C is a general purpose computer programming language. It was originally created by Dennis M. Ritchie (circa 1971) for the specific purpose of rewriting much of the Unix operating system. This now famous operating system was at that time in its infancy: it had recently been written for a discarded DEC PDP - 7 computer by Ken Thompson, an electrical engineer and a colleague of Ritchie's at Bell Labs. Thompson had written the first UNIX in a language he chose to call B. The intention of these programmers was to port UNIX on to other, architecturally dissimilar machines. Clearly, using any assembly language was out of the question: what was required was a language that would permit assembly-like (i.e. low or hardware level) operations, such as bit manipulation, and at the same time be run able on different computers. None of the languages then available could have served the purpose: a new one was called for, and C was born. The rest is history: UNIX became spectacularly successful, in large measure because of its portability, and C, in which most of it was written, has since come to occupy a pre-eminent position in die development of systems programs.
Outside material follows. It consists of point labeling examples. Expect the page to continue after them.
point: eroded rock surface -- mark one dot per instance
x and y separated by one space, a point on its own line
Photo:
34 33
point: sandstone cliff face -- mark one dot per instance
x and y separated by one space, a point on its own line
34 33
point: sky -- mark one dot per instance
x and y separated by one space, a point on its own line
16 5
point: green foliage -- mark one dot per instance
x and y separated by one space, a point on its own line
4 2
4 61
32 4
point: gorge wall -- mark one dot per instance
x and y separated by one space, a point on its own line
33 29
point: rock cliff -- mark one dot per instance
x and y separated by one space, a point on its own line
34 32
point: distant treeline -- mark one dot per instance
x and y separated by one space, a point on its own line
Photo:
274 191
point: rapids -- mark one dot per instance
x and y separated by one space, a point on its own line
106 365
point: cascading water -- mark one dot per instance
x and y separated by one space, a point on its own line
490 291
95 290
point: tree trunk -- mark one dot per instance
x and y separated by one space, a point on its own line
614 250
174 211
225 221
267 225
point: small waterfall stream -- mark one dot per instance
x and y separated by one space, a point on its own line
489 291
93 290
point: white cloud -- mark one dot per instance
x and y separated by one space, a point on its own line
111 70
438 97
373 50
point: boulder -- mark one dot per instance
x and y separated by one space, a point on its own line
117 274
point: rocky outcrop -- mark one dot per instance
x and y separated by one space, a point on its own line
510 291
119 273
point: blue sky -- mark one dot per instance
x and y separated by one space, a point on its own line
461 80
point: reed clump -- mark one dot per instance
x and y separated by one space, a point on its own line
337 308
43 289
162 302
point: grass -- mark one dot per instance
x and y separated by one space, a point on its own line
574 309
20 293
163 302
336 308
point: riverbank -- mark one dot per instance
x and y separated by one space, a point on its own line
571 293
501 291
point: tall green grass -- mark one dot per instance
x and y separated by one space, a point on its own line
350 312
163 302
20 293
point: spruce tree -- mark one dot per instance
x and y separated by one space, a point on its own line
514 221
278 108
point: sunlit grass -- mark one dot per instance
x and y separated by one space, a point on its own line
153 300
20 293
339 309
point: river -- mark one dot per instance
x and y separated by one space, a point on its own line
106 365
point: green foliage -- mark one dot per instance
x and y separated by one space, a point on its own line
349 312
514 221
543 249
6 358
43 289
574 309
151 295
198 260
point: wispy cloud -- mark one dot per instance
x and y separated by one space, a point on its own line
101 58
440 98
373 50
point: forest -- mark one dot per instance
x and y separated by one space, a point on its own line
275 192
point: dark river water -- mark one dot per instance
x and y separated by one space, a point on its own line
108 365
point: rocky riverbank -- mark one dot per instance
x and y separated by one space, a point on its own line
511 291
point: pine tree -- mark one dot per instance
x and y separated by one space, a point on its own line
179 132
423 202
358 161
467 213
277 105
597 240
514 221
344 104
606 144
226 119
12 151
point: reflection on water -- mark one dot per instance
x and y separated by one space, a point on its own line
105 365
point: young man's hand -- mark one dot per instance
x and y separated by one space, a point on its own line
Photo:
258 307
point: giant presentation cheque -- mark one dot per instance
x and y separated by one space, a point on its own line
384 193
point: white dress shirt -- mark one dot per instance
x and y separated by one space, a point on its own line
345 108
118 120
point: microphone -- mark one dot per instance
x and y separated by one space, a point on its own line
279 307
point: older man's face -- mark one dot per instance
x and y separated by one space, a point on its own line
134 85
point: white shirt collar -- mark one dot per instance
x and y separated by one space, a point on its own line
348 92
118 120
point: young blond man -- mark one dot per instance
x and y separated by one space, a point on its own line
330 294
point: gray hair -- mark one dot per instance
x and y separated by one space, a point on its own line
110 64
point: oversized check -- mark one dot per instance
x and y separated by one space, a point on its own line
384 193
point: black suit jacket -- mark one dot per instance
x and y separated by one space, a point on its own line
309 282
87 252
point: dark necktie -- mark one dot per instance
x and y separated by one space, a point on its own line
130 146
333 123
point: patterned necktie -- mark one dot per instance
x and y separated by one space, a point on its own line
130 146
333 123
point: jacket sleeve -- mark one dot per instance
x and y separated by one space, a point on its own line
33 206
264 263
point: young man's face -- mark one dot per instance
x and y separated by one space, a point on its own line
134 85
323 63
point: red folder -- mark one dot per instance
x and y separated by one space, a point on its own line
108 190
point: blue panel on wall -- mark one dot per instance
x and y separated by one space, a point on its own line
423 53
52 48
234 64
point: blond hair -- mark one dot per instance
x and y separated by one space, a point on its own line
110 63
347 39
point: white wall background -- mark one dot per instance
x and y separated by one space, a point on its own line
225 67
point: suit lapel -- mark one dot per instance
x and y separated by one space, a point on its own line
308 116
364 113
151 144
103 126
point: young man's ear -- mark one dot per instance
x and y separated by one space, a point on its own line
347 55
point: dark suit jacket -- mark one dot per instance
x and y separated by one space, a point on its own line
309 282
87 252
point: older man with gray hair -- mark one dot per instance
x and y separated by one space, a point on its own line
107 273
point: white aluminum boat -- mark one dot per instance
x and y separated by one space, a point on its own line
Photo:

The success of UNIX, and the consequent popularity of C for systems programming, forced it on the attention of applications programmers, who came to appreciate the rich variety of its operators and its control structures. These enable, and in fact encourage, the practice of modular programming: the individual sub-tasks that make up a large program can be written in independent blocks or modules, each of manageable size. In other words, the language possesses features which make possible a "divide and conquer" approach to large programming tasks. When programs are organized as modules they are necessarily well-planned, because each module contains only the instructions for a well-defined activity. Such programs are therefore more easily comprehensible by other readers than unstructured programs.
Another desirable, quality of modular Programs is that they may be modified without much difficulty. If changes are required, only a few modules may be affected, leaving the remainder of the program intact.
And last but not least, such programs are easier to debug, because errors can be localized to modules, and removed. For a concrete example suppose that you have to write a program to determine all prime numbers up to ten million which are of the form k * k + 1, where k is an integer (2, 5, 17 and 37 are trivial examples of such primes). Then one module of the program could be written to generate the number k * k + 1 for the next admissible value of k; and another module to test whether the last number generated is a prime. Organized in this way, not only will the program be elegant, it would also be easy to debug, understand or modify.